WVU Football News 

 

Jalloh Being Jello

Dorrell Jalloh finished his career at WVU with 63 receptions for 820 yards and seven touchdowns.

WVillustrated.com Photo by David Miller

 

By Geoff Coyle for wvillustrated.com

July 28, 2010


Tonight at 10 p.m., a former West Virginia Mountaineer will make his cable television debut as a part of Spike TV’s Pros vs. Joes series. For Dorrell Jalloh, the appearance was not only an opportunity to play football against some elite NFL talent, but also a chance to let loose and finally be himself.

Anyone who knows Jalloh, affectionately referred to as “Jello” by just about everyone he associates with, knows the four-year letterman’s antics. In private, he is the class clown, ready to get in your face and do whatever it takes to make you crack a smile. In public, he tones it down to the best of his ability. On Pros vs. Joes, however, he was asked to make his private persona public.

“They finally said, ‘Jello, we want you to be Jello. We want you to go over-the-top and then go above that,’” Jalloh says of the show’s producers. “It’s rare that I can actually be me 100 and a billion percent. I went out there and I did what I normally would do at practice and have fun and score touchdowns and dance and sing and just have a lot of camaraderie with my teammates.”

You may be familiar with the phrase “Manny being Manny” in reference to L.A. Dodgers left fielder Manny Ramirez. Tonight, you’ll see Jalloh being "Jello". In a sneak peek released on Spike’s website, Jalloh is introduced last of the three Joes (the other two are former Colorado State cornerback Chase Weber and former St. Francis, Ind. quarterback Eric Hooks), and it is clear they saved the best for last.

Jalloh flies out of the tunnel and immediately begins playing to the show’s hosts, Jay Glazer and Michael Strahan. He asks each one if they are ready, as if somehow the pressure to perform is on the commentators rather than the players on the field.


 

Then they get the chance to meet the Pros who they will be facing, and as much as they try to hide it, the Joes are clearly impressed at the three-man roster they see before them. First out of the tunnel is Lavar Arrington, a mammoth of a linebacker who Weber says has the build of a water fountain, whatever that means. Arrington takes a quick moment to run into Jalloh before taking his spot on the field, and though he covers it well, the former Mountaineer is a tad intimidated.

“My reaction was like, ‘Are you serious? Are we really going against Lavar Arrington? He’s so big. I don’t know how I’m going to get him to the ground,’” he says.

 

WVI Photo/David Miller

The next introduction is that of Isaac Bruce, a future NFL Hall of Famer who Jalloh hopes can teach him a thing or two about becoming a successful professional receiver. Finally, Michael Vick is announced as the final member of the Pros squad, and that is when the Joes knew they were in for a serious competition, not just a TV show.

“When Vick came out, I was really shocked,” says Jalloh. “I had no clue. I didn’t think it was really him, I thought it was just a stunt double.

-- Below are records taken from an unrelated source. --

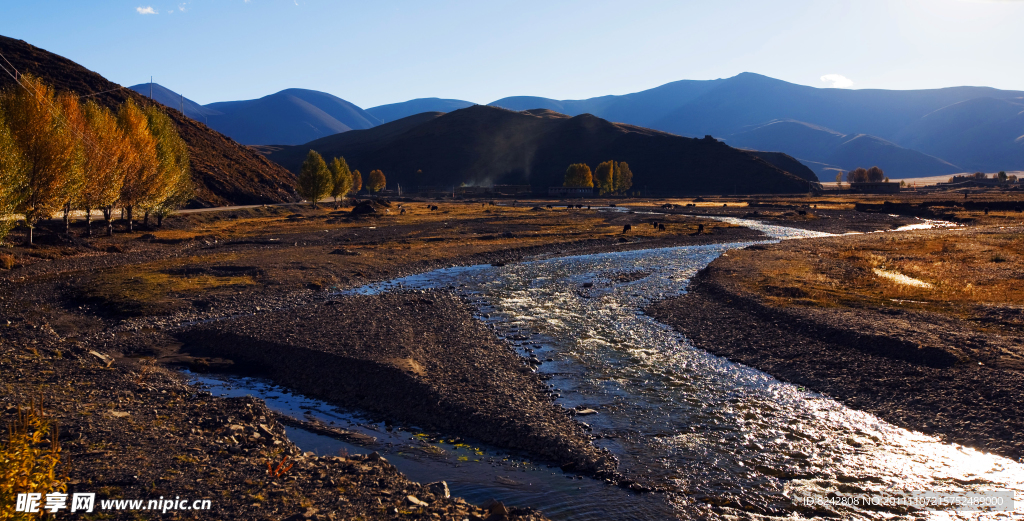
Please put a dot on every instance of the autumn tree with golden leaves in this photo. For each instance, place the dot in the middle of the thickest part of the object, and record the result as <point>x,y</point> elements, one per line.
<point>103,170</point>
<point>377,181</point>
<point>341,180</point>
<point>579,176</point>
<point>49,149</point>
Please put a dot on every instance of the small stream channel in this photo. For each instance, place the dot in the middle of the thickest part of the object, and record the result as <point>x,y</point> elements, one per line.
<point>730,440</point>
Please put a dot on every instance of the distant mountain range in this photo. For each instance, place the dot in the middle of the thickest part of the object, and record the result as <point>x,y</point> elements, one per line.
<point>289,117</point>
<point>480,145</point>
<point>909,133</point>
<point>224,171</point>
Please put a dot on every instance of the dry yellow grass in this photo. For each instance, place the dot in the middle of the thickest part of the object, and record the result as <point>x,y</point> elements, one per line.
<point>957,268</point>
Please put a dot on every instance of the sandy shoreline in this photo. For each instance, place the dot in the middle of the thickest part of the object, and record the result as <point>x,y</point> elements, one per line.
<point>915,368</point>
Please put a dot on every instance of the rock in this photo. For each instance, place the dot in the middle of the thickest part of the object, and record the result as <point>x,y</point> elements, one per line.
<point>416,502</point>
<point>439,488</point>
<point>496,509</point>
<point>107,359</point>
<point>364,208</point>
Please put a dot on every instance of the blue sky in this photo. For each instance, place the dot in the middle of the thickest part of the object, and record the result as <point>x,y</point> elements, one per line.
<point>380,52</point>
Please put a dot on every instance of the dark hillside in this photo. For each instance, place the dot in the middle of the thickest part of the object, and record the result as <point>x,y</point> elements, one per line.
<point>224,171</point>
<point>786,163</point>
<point>485,144</point>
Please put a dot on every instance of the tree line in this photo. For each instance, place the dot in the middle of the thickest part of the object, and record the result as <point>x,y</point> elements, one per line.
<point>609,177</point>
<point>58,154</point>
<point>318,180</point>
<point>861,175</point>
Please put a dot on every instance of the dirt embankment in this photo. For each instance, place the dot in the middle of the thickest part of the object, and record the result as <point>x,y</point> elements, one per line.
<point>276,267</point>
<point>131,430</point>
<point>416,357</point>
<point>941,354</point>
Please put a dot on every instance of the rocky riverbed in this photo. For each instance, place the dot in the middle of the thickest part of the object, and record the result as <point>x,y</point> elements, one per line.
<point>921,361</point>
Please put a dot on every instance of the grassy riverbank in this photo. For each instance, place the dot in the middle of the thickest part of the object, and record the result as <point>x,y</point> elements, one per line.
<point>921,328</point>
<point>86,322</point>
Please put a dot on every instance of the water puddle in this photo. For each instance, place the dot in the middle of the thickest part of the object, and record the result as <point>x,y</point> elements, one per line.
<point>730,439</point>
<point>474,472</point>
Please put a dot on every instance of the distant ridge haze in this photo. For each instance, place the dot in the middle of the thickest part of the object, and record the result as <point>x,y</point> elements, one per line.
<point>480,145</point>
<point>907,133</point>
<point>289,117</point>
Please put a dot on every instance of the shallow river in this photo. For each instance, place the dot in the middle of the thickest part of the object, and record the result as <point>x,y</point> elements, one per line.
<point>730,440</point>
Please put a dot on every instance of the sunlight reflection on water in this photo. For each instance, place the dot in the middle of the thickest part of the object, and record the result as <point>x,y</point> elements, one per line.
<point>730,439</point>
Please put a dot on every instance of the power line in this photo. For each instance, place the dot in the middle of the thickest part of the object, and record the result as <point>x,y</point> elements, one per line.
<point>53,110</point>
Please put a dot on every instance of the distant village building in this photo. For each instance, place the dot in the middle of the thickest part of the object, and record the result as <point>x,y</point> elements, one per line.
<point>876,187</point>
<point>472,190</point>
<point>512,189</point>
<point>569,191</point>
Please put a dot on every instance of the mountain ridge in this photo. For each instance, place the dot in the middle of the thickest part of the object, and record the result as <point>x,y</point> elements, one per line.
<point>224,171</point>
<point>481,144</point>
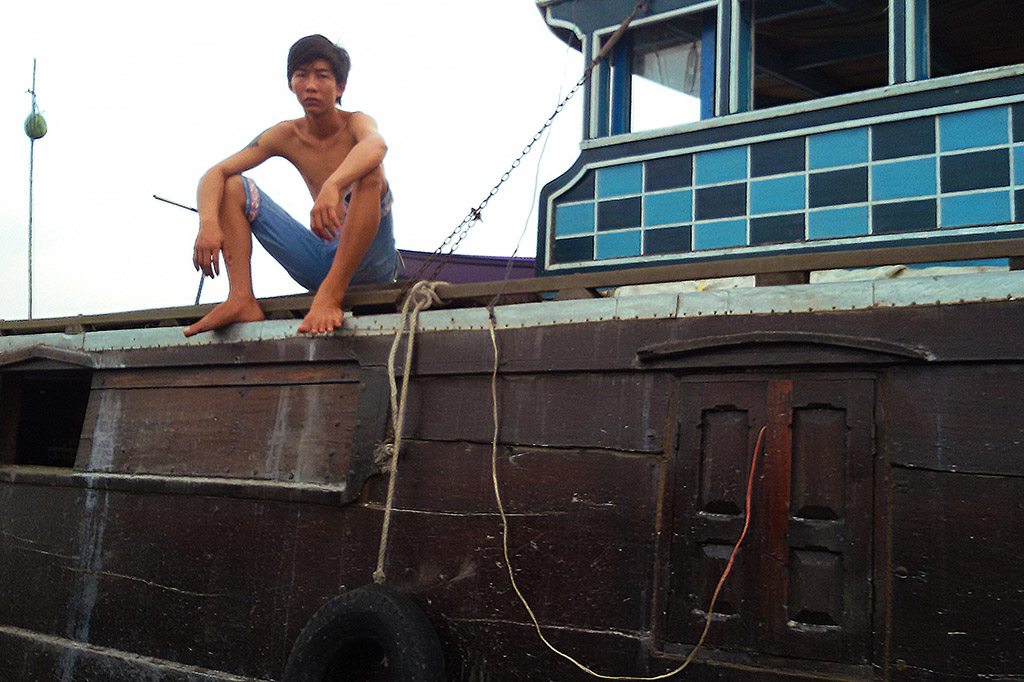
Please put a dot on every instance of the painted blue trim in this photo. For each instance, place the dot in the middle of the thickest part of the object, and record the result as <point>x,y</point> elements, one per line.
<point>744,69</point>
<point>622,80</point>
<point>922,42</point>
<point>724,84</point>
<point>708,58</point>
<point>897,41</point>
<point>603,96</point>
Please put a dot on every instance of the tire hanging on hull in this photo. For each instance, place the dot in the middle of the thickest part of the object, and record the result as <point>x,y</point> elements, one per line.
<point>370,633</point>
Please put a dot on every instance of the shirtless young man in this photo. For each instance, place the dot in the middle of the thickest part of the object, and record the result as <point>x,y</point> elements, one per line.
<point>335,152</point>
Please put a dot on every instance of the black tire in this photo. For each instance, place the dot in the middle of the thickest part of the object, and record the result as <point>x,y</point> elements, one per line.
<point>369,634</point>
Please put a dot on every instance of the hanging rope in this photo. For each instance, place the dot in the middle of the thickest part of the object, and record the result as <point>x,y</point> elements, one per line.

That’s when I knew this was real and I had to be locked and loaded and ready to go.”

The competition consists of three skills challenges between the two teams, followed by a final game to determine the overall winner. If the Joes win, they go home with $10,000. Jalloh says the exposure and the chance to prove his worth in the NFL is more important to him than the cash.

His first stint in the league, a brief summer stay with the Tampa Bay Bucs, did not pan out how he had hoped. Now is his chance to show teams what kind of athlete they’ve been missing since he left West Virginia after the 2008 season.

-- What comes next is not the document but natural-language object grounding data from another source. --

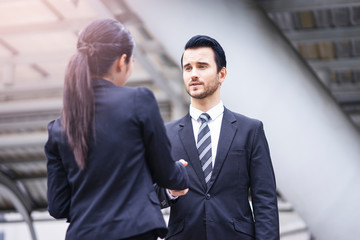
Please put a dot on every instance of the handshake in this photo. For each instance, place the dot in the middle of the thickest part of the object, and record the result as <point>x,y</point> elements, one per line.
<point>178,193</point>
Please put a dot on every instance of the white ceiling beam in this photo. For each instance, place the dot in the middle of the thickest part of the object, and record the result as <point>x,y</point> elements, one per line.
<point>303,5</point>
<point>332,34</point>
<point>141,56</point>
<point>338,64</point>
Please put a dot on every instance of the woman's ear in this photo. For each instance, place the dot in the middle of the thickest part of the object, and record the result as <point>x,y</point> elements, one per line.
<point>121,63</point>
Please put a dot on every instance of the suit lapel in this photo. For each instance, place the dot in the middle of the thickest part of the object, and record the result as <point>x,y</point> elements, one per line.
<point>186,134</point>
<point>227,133</point>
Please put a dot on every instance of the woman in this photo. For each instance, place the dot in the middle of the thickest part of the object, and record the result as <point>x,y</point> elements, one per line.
<point>109,146</point>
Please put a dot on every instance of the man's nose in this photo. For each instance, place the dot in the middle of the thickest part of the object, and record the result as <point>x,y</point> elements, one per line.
<point>194,73</point>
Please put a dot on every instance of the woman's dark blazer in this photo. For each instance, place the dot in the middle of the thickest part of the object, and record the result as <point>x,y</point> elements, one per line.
<point>113,197</point>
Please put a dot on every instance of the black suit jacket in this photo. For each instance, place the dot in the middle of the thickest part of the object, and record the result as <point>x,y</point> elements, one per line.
<point>113,197</point>
<point>242,165</point>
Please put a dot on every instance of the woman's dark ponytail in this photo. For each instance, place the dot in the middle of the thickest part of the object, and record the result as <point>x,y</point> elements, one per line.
<point>99,45</point>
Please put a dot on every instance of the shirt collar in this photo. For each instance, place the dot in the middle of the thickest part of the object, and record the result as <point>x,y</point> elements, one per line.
<point>214,112</point>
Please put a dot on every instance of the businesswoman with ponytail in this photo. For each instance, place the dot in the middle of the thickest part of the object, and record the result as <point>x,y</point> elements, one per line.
<point>109,145</point>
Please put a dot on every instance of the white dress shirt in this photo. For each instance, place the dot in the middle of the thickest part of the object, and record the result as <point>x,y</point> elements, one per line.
<point>216,114</point>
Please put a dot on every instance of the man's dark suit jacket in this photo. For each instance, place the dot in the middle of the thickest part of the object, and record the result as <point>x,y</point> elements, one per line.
<point>113,197</point>
<point>223,211</point>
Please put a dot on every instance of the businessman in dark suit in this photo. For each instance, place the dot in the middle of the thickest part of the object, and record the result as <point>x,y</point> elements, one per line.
<point>228,159</point>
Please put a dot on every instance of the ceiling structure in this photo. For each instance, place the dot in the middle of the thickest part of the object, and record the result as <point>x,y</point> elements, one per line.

“Someone’s going to see it, and they’ll see my athleticism, my personality and a lot of other things that I possess,” he says. “All I can do is wait and see what happens and just be patient.”

Jalloh is excited to see how the hour-long show comes together, since he knows certain aspects will be edited differently or completely left out of the footage that makes the final cut. He already knows the finished product will not be quite the same as reality just based on the sneak peek, in which he is referred to as a running back – a position he never lined up at while playing for the Mountaineers.

If the return to the NFL does not pan out, Jalloh has plenty of other avenues available for his talents. Besides his current work as a youth counselor in Pittsburgh, he has begun modeling and acting and will take part in his first bodybuilding competition this October. For now, he just wants people to see another side of himself that was constantly pushed to the backburner in five years at WVU.

“They can finally see my true personality,” he says. “Everybody who was at [WVU] practice could see my personality and how big it was already, but I’d always have to bring it down a little bit when other people were around.

“Now I have a chance to do what I’ve got to do and go out there and shine, and that’s what I’m going to do.”